Giving nods to other campaigns and settings to immerse your players
By MARK WILSON
In books and movies, easter eggs are small, hidden elements for hardcore fans that reference something else they’ll be familiar with. The Marvel Cinematic Universe has turned this into an artform in recent years with references to the comics, but they’re hardly the first to have done it. At worst, they’re harmless fun for fans. And at best, they create subtle links between various media and franchises that can make worlds seem more alive.
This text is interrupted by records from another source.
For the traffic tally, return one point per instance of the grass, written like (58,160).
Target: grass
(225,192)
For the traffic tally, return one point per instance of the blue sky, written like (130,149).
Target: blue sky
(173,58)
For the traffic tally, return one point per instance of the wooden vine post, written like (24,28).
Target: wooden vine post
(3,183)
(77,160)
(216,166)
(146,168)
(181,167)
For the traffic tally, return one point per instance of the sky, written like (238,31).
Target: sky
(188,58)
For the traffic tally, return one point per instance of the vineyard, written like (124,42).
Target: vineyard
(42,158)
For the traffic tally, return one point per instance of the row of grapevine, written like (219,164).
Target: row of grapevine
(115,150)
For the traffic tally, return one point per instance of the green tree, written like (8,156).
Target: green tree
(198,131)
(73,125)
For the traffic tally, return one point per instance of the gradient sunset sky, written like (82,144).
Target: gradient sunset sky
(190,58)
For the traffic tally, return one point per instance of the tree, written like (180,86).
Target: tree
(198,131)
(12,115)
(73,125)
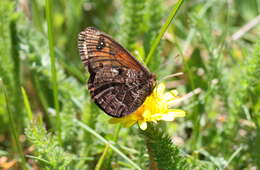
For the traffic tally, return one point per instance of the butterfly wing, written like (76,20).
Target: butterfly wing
(118,83)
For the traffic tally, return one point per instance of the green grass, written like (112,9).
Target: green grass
(47,119)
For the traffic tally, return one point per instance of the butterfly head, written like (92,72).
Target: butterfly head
(152,80)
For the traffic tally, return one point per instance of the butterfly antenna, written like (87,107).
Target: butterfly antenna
(170,76)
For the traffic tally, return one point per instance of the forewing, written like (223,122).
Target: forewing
(98,49)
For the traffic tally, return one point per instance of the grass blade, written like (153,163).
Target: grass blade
(85,127)
(49,17)
(162,31)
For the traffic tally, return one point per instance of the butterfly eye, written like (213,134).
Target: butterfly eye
(101,44)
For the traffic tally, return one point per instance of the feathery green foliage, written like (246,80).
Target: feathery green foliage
(49,153)
(162,151)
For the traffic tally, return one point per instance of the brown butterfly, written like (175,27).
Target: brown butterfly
(118,83)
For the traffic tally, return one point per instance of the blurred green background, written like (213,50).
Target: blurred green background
(215,43)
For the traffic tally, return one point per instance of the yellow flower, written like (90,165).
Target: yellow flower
(155,107)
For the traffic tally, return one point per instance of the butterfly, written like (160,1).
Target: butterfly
(118,82)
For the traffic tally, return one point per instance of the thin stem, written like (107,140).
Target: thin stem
(27,104)
(13,131)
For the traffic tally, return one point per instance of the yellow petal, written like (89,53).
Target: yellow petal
(177,112)
(147,114)
(129,123)
(115,120)
(142,125)
(167,117)
(168,96)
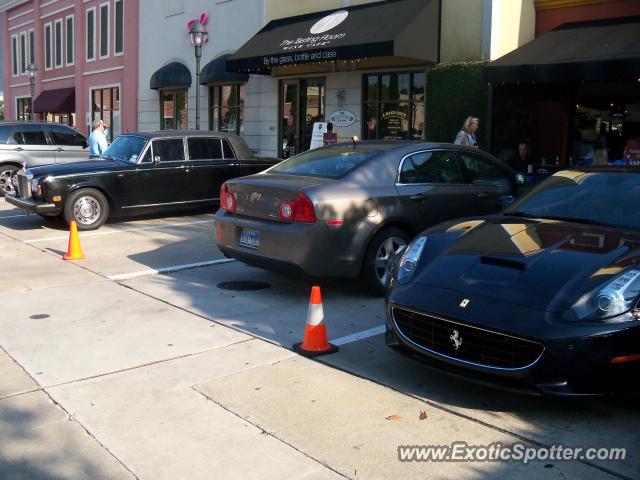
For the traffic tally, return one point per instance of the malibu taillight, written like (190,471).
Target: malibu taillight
(227,199)
(299,210)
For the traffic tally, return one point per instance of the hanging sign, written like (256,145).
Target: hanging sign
(342,118)
(317,137)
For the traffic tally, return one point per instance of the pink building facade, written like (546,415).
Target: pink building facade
(86,54)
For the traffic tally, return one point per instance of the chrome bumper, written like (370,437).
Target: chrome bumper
(32,205)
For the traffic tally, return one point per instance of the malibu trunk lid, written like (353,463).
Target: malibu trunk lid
(260,196)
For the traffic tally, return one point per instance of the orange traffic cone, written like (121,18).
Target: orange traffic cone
(74,252)
(315,332)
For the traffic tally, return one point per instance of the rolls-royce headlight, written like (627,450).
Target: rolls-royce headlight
(409,261)
(613,302)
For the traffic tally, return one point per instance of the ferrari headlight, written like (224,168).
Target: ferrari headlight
(611,301)
(410,258)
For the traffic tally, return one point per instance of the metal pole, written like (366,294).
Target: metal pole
(198,55)
(31,81)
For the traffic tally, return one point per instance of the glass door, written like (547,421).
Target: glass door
(313,93)
(302,102)
(289,118)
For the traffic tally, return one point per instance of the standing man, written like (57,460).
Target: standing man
(97,140)
(467,135)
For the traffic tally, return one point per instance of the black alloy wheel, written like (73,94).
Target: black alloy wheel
(381,250)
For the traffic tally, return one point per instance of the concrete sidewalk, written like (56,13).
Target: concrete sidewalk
(152,379)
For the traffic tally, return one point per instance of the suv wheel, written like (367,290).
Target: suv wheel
(88,207)
(6,174)
(381,250)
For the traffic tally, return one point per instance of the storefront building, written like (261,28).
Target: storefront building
(575,88)
(86,56)
(362,65)
(167,72)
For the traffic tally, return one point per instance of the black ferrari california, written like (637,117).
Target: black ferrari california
(545,295)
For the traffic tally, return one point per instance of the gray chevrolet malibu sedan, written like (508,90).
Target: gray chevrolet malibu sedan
(345,210)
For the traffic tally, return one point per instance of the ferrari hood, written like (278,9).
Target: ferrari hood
(542,264)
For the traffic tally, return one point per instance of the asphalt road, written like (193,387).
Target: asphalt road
(138,362)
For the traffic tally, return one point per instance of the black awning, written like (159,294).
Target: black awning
(171,75)
(61,100)
(216,72)
(599,50)
(393,28)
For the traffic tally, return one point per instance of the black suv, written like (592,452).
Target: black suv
(34,144)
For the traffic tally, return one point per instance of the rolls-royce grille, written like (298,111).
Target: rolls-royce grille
(24,185)
(466,343)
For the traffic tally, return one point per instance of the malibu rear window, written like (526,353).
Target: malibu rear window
(332,162)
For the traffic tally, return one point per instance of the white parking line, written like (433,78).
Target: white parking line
(175,268)
(123,230)
(372,332)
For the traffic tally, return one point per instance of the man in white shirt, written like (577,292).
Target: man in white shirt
(97,140)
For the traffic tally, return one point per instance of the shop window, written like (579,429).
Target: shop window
(47,47)
(70,38)
(23,53)
(104,30)
(393,106)
(173,110)
(58,43)
(32,47)
(91,34)
(226,108)
(14,54)
(106,106)
(118,28)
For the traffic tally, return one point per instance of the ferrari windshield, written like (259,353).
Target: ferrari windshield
(126,147)
(610,198)
(331,162)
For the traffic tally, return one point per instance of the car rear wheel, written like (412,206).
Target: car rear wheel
(6,174)
(383,247)
(88,207)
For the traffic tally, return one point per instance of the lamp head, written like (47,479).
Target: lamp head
(198,34)
(31,70)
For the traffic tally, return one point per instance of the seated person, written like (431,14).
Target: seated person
(522,158)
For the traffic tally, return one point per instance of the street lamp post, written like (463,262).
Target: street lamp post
(31,70)
(198,38)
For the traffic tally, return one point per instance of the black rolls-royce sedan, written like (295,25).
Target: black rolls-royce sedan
(545,295)
(139,173)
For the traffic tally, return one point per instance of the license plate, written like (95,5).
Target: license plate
(249,238)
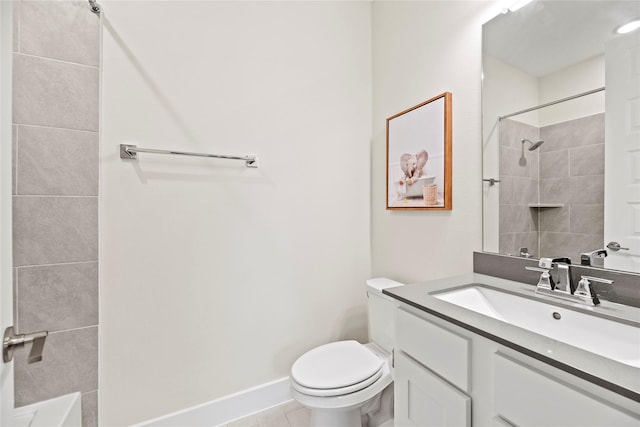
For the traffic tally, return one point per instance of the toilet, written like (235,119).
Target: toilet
(337,380)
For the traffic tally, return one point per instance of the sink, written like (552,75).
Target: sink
(614,340)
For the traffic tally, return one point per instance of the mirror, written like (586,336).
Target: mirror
(556,91)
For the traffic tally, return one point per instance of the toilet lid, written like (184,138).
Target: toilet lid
(335,365)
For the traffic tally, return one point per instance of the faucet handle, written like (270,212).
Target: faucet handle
(545,281)
(585,290)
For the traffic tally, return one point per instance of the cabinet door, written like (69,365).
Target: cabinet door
(425,400)
(528,397)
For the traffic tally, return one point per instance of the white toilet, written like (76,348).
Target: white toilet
(337,379)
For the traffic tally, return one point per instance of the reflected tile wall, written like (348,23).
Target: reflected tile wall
(568,169)
(55,157)
(518,188)
(572,173)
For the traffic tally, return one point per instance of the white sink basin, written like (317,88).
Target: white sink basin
(608,338)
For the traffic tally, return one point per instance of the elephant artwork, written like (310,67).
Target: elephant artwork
(419,156)
(413,166)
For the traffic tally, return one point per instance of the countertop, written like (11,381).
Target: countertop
(613,375)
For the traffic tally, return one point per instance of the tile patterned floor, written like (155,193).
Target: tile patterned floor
(290,414)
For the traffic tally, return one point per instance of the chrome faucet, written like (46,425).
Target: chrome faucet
(561,274)
(555,280)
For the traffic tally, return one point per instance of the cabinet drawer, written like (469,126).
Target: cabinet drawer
(528,397)
(439,349)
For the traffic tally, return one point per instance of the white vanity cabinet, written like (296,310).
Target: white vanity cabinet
(447,375)
(433,396)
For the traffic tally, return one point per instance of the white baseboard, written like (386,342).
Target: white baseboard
(228,408)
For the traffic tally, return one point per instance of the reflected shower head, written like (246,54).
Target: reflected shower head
(532,145)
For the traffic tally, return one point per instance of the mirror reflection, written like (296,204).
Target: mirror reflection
(561,133)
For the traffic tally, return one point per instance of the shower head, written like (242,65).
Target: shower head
(532,145)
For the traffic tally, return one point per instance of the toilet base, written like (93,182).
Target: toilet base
(336,418)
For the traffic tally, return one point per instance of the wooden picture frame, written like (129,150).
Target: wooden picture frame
(419,156)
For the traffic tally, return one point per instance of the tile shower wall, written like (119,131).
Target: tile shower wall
(55,205)
(569,170)
(572,173)
(518,188)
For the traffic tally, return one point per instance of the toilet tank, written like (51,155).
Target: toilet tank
(381,312)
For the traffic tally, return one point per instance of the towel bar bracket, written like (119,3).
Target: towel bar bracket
(130,152)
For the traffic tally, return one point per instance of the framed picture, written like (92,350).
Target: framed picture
(419,156)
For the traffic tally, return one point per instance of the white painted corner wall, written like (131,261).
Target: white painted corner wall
(216,277)
(420,50)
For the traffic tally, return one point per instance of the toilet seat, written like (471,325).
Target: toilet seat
(336,369)
(332,392)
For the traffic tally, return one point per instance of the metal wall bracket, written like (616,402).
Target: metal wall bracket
(11,341)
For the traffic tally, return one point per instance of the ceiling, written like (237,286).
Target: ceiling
(547,36)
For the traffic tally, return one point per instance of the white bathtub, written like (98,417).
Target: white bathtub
(63,411)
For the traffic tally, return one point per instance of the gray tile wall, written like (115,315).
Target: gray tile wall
(518,188)
(569,169)
(55,205)
(572,172)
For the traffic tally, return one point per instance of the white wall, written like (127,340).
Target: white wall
(420,50)
(578,78)
(216,277)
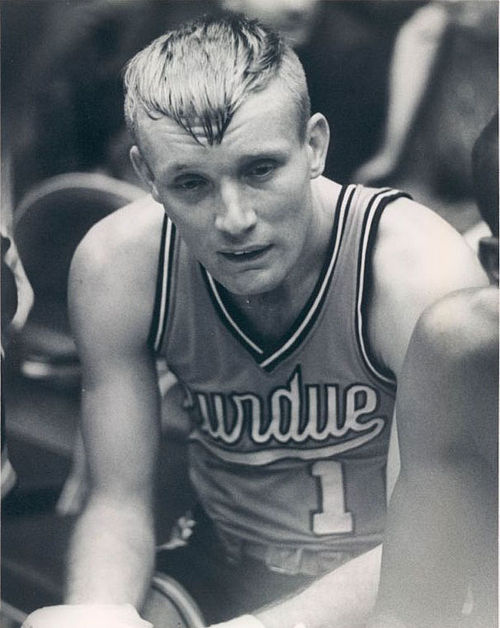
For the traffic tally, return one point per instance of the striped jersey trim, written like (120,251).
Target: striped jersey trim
(376,204)
(163,285)
(269,359)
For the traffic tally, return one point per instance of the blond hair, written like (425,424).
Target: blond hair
(199,74)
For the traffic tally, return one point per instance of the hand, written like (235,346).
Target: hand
(86,616)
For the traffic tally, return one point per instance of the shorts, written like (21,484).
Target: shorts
(224,588)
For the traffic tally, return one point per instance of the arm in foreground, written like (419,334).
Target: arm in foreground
(441,530)
(112,550)
(345,597)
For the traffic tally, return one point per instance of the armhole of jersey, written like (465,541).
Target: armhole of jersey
(163,286)
(371,220)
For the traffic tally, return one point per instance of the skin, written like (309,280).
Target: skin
(441,534)
(261,187)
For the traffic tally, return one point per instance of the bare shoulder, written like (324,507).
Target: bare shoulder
(418,258)
(113,271)
(414,238)
(462,324)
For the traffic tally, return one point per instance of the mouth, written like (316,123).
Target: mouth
(244,255)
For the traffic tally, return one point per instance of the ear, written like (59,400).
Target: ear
(317,139)
(143,170)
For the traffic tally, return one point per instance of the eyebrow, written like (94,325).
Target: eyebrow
(271,153)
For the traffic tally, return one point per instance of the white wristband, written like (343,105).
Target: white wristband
(86,615)
(245,621)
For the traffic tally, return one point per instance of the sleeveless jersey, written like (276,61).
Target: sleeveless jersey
(289,443)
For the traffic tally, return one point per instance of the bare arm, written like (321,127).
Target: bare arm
(441,528)
(112,551)
(432,263)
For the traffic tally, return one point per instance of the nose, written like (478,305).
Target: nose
(234,216)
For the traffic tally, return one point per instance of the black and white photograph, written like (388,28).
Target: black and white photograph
(250,296)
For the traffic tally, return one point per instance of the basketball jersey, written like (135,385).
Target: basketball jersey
(288,443)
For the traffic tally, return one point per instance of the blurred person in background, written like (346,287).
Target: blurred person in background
(443,90)
(75,122)
(284,303)
(440,557)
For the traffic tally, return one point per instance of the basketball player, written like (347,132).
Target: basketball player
(284,303)
(441,537)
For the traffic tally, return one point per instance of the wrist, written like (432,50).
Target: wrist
(84,615)
(244,621)
(247,621)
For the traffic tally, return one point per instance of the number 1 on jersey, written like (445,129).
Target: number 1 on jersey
(332,518)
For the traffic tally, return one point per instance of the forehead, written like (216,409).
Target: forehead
(265,121)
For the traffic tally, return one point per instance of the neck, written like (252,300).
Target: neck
(272,313)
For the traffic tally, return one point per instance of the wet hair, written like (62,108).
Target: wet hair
(200,73)
(485,173)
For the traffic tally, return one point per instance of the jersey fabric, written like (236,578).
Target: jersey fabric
(288,444)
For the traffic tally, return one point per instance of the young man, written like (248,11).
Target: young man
(283,302)
(442,532)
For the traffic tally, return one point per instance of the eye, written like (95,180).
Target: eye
(262,169)
(189,183)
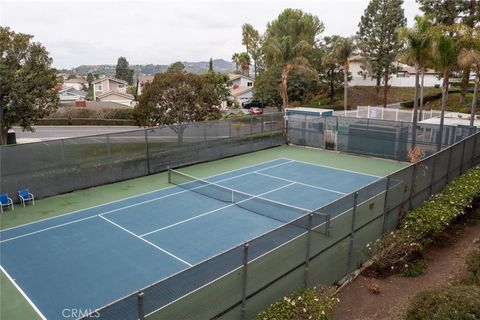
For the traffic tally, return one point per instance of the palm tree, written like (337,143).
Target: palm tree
(418,41)
(343,49)
(235,59)
(244,61)
(469,58)
(289,56)
(444,59)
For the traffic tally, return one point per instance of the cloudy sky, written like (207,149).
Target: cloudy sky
(161,31)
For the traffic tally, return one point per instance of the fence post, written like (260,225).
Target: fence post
(448,164)
(432,180)
(385,206)
(309,246)
(350,249)
(412,187)
(244,285)
(147,150)
(463,155)
(141,312)
(474,151)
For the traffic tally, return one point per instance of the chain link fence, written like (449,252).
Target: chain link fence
(53,167)
(320,247)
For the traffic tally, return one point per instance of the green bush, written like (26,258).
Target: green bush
(473,266)
(446,303)
(315,303)
(426,223)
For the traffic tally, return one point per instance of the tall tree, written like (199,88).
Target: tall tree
(469,57)
(343,49)
(418,46)
(176,67)
(282,52)
(450,12)
(27,82)
(444,59)
(177,98)
(378,41)
(236,60)
(210,65)
(252,41)
(123,71)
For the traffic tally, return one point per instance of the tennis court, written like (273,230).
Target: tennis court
(89,258)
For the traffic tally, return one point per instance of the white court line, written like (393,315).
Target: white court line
(323,166)
(139,195)
(121,208)
(146,241)
(303,184)
(23,294)
(218,209)
(46,229)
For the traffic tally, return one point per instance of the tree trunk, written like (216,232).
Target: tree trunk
(345,90)
(415,106)
(284,85)
(421,95)
(475,99)
(385,88)
(442,114)
(464,89)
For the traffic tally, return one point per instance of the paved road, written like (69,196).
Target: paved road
(43,133)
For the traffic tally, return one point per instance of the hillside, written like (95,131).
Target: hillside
(219,65)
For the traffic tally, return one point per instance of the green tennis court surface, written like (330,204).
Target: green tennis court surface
(292,177)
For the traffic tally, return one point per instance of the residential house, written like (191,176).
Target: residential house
(404,78)
(241,89)
(77,84)
(70,94)
(142,80)
(113,90)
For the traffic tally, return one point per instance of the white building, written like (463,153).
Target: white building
(404,78)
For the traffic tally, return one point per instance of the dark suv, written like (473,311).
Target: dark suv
(252,104)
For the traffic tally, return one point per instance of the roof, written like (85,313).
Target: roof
(239,90)
(234,76)
(121,94)
(144,78)
(79,80)
(111,78)
(73,91)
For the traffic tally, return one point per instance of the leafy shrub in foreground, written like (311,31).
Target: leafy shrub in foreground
(314,303)
(427,222)
(473,267)
(446,303)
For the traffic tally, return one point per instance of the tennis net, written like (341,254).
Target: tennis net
(256,204)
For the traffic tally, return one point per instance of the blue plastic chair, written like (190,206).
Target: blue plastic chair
(5,201)
(25,196)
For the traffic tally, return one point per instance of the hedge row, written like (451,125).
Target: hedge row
(426,223)
(85,122)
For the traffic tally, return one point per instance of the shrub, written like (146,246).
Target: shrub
(473,267)
(315,303)
(446,303)
(426,223)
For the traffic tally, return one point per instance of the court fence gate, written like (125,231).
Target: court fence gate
(58,166)
(311,250)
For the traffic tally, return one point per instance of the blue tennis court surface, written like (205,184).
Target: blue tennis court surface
(87,259)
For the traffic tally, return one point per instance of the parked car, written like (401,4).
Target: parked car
(255,111)
(252,104)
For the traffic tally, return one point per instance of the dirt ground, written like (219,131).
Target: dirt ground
(445,262)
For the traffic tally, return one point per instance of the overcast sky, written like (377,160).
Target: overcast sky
(162,32)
I like rewarding players, and easter eggs can be ones way to give a subtle wink to the work they’ve put in, and also do a small bit of worldbuilding in the process.
The White Castle
In a homebrew campaign, I created a tavern called “The White Castle” in the city of Waterdeep. It wasn’t intended as anything more than a quick pun for the players to chuckle at, but it turned into their base of operations for more than half the campaign. They befriended the owner, hid bodies in it, and converted the menu into something similar to our real-life White Castles, complete with mini-burger “Slides.” And as it happens, I accidentally located it a stone’s throw away from The Yawning Portal, the most famous tavern in the Forgotten Realms.
Fast forward nearly three years, and I’m beginning Waterdeep: Dragon Heist for another group. One player from the earlier campaign is in the Dragon Heist crew. And the adventure starts in The Yawning Portal. So I describe their journey to the Portal, and as part of the description I spare a paragraph or so of exposition on The White Castle, which is almost exactly across the street.
This was just for the one player, but even before the campaign started, she had briefed the group on the menu and history of The White Castle. It was great fun, even if it had nothing to do with the central plot. And just like that, the players were a bit more invested in the world. And by doing this, that player also gets a sense of when this takes place, and potentially knows some allies around the city they could meet and befriend from that earlier campaign. As I write this, it’s too early in the campaign to know if she’ll actually use her knowledge from the past campaign, but if she does, I’ll probably allow it (within reason). She could even conceivably run into her old character.
With cameo appearances in other campaigns (it’s also being franchised into other parts of Waterdeep and potentially other cities), The White Castle has become the unexpectedly common link in literally every campaign I’ve run or played in during the last three years.
“In a homebrew campaign, I created a tavern called “The White Castle” in the city of Waterdeep. It wasn’t intended as anything more than a quick pun for the players to chuckle at, but it turned into their base of operations for more than half the campaign.”
I have this poetic (see also: silly) notion that everything I run or play in D&D happens in the same coherent universe. It might be in different locations, at different times, but it’s all one coherent experience. So I’m constantly thinking of ways to tie together such things, and The White Castle example is far from the only time I’ve done this. And while I don’t necessarily think DMs should always be looking to do this sort of thing, I do think it offers a fun way to generate interest and fun little moments for players who will get the references, but without detracting from the current adventure.